Am ehesten stellt sich das durch die enorm hohe kalte Progression dar, die besser als versteckte Steuererhöhung bezeichnet werden könnte. Mit ein Grund, warum sich alle Finanzminister gegen automatische Anpassungen der Steuersätze an die Inflation so erfolgreich zur Wehr setzen.
Fiskalrat optimistischer als Finanzministerium
Für das kommende Jahr rechnet der Fiskalrat jedenfalls mit einem "strukturellen Defizit" von nur 0,5 Prozent des Bruttoinlandsproduktes (BIP). (Ausgangsbasis ist eine Wirtschaftswachstumsprognose von 0,8 Prozent - die aber heute vom Wifo nach unten revidiert wird.) Damit ist das Kontrollgremium optimistischer als das Finanzministerium, das ursprünglich von einem Prozent ausgegangen ist, aufgrund einer Ermahnung der EU-Kommission aber auf 0,7 Prozent revidieren musste. Damit wird das von den EU-Regeln vorgegebene "strukturelle Defizit" von 0,45 Prozent fast erfüllt. Den Grund für die positivere Einschätzung des Rates begründete Felderer mit der vorsichtigen Einschätzung des Finanzministeriums- etwa in Hinsicht auf die zu erwartenden Zinszahlungen. Heuer liegen diese bei etwa 7 Milliarden Euro - in den Jahren davor lagen sie bei mehr als 10 Milliarden Euro. Für heuer erwartet der Fiskalrat eine Verbesserung des strukturellen Defizits um 0,6 Prozentpunkte gegenüber 2013 (1,3 Prozent) auf 0,7 Prozent des BIP. Das Finanzministerium rechnet hier mit einem Prozent.

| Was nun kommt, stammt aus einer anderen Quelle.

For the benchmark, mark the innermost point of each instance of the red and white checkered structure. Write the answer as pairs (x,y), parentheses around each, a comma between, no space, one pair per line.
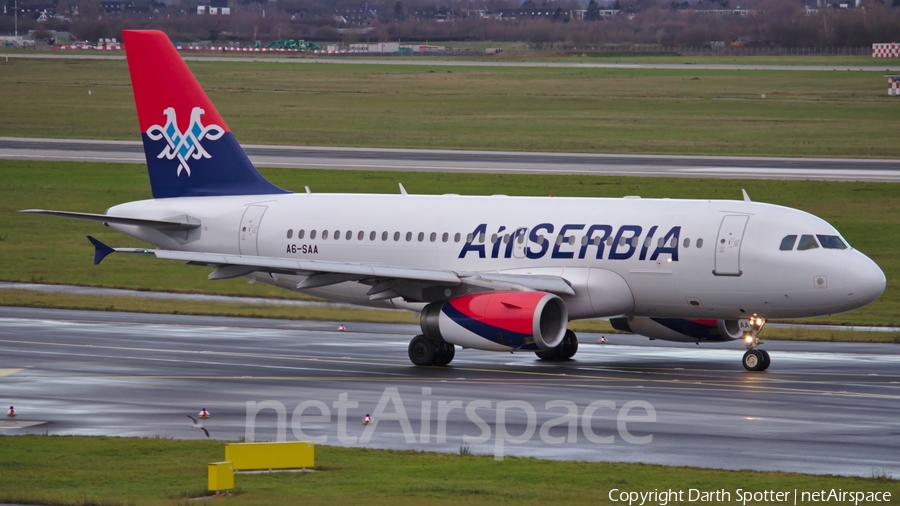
(891,50)
(894,85)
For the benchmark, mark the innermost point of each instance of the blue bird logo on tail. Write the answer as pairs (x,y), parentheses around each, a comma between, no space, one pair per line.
(184,145)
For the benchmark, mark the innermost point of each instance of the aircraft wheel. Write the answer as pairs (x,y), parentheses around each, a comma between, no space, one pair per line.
(444,353)
(767,361)
(422,351)
(563,351)
(569,347)
(754,360)
(548,355)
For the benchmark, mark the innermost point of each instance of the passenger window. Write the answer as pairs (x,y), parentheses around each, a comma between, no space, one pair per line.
(787,243)
(807,242)
(828,242)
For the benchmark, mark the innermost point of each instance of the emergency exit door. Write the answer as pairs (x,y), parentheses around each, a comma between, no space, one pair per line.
(728,246)
(249,231)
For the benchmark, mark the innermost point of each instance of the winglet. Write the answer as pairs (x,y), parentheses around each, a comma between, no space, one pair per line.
(100,250)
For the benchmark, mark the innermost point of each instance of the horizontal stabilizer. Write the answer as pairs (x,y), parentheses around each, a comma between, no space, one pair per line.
(157,224)
(101,250)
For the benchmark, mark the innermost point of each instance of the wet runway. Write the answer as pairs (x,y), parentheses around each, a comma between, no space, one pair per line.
(820,408)
(885,65)
(500,162)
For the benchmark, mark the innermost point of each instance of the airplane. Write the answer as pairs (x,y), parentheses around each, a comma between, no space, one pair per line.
(495,273)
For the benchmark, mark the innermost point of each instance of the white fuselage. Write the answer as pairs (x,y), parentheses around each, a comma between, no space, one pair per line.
(725,261)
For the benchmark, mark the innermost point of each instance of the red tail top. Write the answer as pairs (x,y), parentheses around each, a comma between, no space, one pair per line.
(161,80)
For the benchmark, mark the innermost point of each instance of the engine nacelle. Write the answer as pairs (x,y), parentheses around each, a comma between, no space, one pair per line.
(686,330)
(498,321)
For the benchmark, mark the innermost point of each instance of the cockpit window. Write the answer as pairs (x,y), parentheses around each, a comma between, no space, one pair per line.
(831,242)
(807,242)
(787,243)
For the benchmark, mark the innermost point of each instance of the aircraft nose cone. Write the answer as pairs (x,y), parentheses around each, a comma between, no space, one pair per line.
(865,281)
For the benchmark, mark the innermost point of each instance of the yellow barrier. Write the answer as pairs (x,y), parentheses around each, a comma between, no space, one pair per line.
(220,476)
(255,456)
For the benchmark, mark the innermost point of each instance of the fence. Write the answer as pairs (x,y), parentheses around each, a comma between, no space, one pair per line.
(741,50)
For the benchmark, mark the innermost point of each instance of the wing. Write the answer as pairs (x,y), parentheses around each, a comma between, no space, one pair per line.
(386,282)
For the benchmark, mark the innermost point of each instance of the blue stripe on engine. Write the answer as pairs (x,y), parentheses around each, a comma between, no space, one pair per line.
(486,331)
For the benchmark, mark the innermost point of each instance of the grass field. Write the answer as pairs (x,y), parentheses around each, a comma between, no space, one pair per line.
(105,471)
(828,114)
(52,250)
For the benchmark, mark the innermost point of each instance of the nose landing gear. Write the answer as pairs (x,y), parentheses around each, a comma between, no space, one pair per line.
(755,359)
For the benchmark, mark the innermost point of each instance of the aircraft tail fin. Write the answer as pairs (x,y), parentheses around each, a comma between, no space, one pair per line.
(190,150)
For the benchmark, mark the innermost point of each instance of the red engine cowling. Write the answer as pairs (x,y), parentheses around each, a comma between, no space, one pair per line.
(682,329)
(498,321)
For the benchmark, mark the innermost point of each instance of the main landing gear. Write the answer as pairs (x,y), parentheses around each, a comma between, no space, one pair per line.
(425,351)
(564,351)
(755,359)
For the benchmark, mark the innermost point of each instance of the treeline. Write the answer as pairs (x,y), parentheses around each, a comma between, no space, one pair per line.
(781,23)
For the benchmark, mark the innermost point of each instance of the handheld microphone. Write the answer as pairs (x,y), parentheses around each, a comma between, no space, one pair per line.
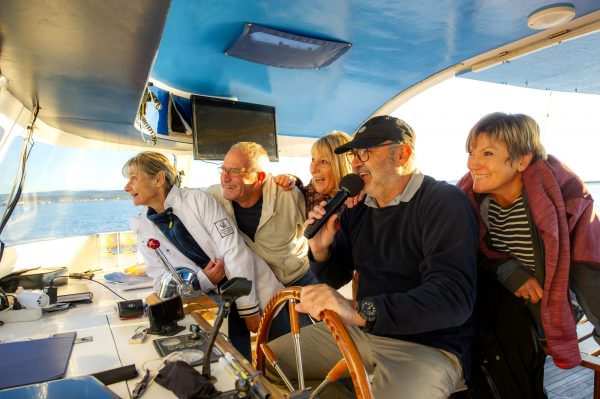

Damit würden die EU-Fiskalregeln 2014 und 2015 im Wesentlichen erfüllt. Lediglich die Ausgabenregel werde verfehlt werden, Grund seien Sondereffekte wie die Abbaugesellschaft der Hypo.
Der Schuldenstand ist heuer wieder enorm nach oben geschnellt, er liegt bei 86 Prozent des BIP oder 283,4 Milliarden Euro. Im kommenden Jahr wird der Schuldenstand zwar 286,4 Milliarden betragen, aber nur noch 84 Prozent des BIP sein.
Expertenrat für Budget-und Finanzpolitik
Um die Budget- und Finanzpolitik von der Tagesaktualität zu entkoppeln, hat Finanzminister Hans Jörg Schelling am Mittwoch einen Expertenrat unter dem Titel "Österreich 2020" vorgestellt, der bis März Vorschläge für eine moderne Budget- und Finanzpolitik vorlegen soll. Geleitet wird die elfköpfige Runde von Thomas Wieser, Chef der Arbeitsgruppe der Euro-Finanzminister. Mit Kurzfrist-Themen wolle man sich da nicht befassen, sondern "jenseits des Tellerrandes" blicken.